Note her defense. She makes no appeal to facts but complains that she is being personally attacked. Her internal perception, she implicitly argues, cannot and should not be challenged. She does not even attempt to argue with Edmund, only to overpower him.
Mansfield, I realized, feels so much like today because we are all Crawfords, claiming we are being attacked when our views are challenged, and ignoring any way of knowing except intuition. To be persuaded of anything, to change our minds, is seen as self-betrayal (by standards of subjectivity, worse than being wrong in the first place).
And when external standards cannot mediate a disagreement, we are only left with Mary Crawford’s strategy - power, such that winning arguments or culture wars depends not on who is right (how could anyone know?) but on who has the biggest personality, strongest army, or the largest social media following. The consequences of this trend, Lewis predicts, will be catastrophic.
I wish I could say that I don’t see Lewis’s prediction materializing every day. I see it when a politician brushes off criticisms about poor behavior and appeals to the size of their rallies for legitimacy. I also see it when minorities and oppressed groups have to prove their numbers to gain an audience for justice. I see it when I cannot have a conversation with loved ones about current events because there are no facts to which we can all appeal. There are no “grounds” for discussion, only opinions. Persuasion is out and power is in, which has the horrifying tendency, Lewis warns, to consolidate into smaller and smaller groups in place and time. This is terrifying.
And yet, I’m grateful to Mansfield Park, with the help of Anna Keesey and C.S. Lewis, for helping me explain some of what terrifies me about the world. It names an evil I’ve been unsettled by this decade or so, and this in itself is a consolation. I’m not crazy, and the world may be frightening, but at least it makes a bit more sense.

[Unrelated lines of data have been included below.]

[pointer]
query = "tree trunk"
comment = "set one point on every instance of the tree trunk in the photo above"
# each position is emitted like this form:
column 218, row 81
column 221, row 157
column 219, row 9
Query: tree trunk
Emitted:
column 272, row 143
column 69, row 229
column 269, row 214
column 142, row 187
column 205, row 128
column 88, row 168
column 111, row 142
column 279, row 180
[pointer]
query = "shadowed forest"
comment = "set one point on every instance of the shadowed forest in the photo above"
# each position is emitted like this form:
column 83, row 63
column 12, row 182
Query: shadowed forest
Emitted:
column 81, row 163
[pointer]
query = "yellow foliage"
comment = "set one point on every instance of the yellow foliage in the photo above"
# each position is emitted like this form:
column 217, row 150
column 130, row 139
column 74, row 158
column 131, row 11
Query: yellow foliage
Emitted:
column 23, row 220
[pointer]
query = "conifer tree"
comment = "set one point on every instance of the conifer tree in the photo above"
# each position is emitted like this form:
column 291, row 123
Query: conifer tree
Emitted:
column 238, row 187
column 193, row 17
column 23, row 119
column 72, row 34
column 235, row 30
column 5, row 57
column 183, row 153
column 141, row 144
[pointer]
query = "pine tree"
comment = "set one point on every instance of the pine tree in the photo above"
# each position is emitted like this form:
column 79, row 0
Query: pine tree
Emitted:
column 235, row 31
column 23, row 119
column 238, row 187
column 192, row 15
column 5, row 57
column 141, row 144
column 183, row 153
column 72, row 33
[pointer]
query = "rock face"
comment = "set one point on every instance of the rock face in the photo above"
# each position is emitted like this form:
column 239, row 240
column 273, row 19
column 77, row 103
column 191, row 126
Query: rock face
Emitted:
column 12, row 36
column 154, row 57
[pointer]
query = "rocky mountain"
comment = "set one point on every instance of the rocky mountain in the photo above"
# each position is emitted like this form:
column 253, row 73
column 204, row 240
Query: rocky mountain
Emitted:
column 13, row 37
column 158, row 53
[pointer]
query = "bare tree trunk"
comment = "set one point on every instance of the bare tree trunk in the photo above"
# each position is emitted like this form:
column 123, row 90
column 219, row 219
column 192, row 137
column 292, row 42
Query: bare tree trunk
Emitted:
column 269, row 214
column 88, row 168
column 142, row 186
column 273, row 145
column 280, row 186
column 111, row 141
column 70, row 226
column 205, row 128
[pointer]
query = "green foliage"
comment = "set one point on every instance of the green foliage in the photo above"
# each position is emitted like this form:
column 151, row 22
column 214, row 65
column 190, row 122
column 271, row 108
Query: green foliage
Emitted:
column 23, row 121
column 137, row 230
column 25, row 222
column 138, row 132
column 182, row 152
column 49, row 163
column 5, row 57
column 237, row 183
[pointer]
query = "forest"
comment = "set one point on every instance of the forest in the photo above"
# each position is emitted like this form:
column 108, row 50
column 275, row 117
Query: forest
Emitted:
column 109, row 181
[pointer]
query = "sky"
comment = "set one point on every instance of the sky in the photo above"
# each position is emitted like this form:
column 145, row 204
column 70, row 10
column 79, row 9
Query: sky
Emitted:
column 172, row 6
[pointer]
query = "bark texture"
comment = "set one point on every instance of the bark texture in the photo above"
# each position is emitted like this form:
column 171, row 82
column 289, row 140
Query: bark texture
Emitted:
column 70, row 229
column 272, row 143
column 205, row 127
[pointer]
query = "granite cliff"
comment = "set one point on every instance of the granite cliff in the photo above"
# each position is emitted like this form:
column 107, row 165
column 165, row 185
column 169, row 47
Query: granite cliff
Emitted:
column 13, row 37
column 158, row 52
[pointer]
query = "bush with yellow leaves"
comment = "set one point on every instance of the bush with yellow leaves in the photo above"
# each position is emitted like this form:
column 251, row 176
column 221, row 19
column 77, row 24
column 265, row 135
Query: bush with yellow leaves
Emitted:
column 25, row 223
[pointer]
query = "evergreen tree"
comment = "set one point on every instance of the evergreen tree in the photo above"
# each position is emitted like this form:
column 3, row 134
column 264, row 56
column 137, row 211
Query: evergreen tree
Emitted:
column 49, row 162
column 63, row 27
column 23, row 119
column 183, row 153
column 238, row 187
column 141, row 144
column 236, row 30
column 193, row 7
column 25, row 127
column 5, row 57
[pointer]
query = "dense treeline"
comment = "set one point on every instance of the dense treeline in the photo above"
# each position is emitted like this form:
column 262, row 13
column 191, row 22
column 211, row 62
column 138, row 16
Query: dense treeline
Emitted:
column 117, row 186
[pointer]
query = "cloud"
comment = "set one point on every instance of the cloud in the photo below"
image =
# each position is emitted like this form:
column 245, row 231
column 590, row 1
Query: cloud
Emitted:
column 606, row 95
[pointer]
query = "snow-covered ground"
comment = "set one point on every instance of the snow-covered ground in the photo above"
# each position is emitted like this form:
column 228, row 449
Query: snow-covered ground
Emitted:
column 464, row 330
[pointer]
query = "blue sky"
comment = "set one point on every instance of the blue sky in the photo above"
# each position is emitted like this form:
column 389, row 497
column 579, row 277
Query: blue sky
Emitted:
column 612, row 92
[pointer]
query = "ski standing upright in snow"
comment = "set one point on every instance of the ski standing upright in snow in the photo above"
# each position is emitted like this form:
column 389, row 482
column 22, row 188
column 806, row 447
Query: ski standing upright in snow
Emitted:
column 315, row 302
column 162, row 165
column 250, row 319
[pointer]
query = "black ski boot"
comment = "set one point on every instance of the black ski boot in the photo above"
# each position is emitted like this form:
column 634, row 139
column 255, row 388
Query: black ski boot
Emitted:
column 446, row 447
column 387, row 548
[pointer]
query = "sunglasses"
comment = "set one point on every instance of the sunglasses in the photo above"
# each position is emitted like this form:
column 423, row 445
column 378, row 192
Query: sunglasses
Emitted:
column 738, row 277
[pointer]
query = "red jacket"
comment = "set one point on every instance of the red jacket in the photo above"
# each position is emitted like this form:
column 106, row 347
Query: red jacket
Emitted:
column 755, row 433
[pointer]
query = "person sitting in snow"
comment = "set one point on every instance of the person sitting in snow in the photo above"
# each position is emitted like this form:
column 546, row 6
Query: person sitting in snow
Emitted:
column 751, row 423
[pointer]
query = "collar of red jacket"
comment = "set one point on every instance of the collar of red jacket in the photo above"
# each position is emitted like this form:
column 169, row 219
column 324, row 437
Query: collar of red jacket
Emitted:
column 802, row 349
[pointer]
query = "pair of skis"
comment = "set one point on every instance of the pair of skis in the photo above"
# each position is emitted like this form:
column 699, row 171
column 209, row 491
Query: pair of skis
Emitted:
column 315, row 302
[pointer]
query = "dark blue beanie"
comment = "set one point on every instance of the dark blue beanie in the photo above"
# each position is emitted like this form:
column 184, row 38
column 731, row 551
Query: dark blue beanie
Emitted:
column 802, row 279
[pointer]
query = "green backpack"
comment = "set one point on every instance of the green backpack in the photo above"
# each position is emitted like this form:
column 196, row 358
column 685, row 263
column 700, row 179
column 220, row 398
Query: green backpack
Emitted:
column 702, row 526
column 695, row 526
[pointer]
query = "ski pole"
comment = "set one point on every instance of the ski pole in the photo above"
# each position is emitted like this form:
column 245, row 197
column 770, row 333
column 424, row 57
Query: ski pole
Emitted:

Fanny, Keesey observes, not only preserves her honor, but the honor of Mansfield as a whole, by not allowing the Crawfords to take over. For this, she really is my hero. Here is how I want to honor her:
May I be quick to look at my watch for measurement, regardless of how tired of walking I am; may I be open to persuasion and resist the temptation to treat contradiction as personal attack; may I have vision and courage to steer clear of characters who seek to seduce rather than persuade.
And may I find more who seek to do the same.
Recognizing this connection between Austen’s morality and Lewis's Abolition made me curious to explore more. I soon started reading Lewis's review of Austen's literary corpus and other writings about her, and there is quite a bit there to chew on in terms of what ethics and society looked like 200 years ago and why it matters that they’re different now.
Until then, I’m still here. I would love to hear your thoughts.
Tara! Very well written piece. I have not read this Austen book but just purchased it!
I thought this would be relaxing reading for 2 AM ( my time alone) but you have my mind going and now I will surely not fall asleep quick. The idea of subjectivity is interesting but as applied to the current state of things , was quite interesting. Thank you for writing this. Looking forward to more thought pieces! I’ll let you know what I think of the book!
This is wonderful, Tara. I must mull. I'm so glad you took this step! More soon.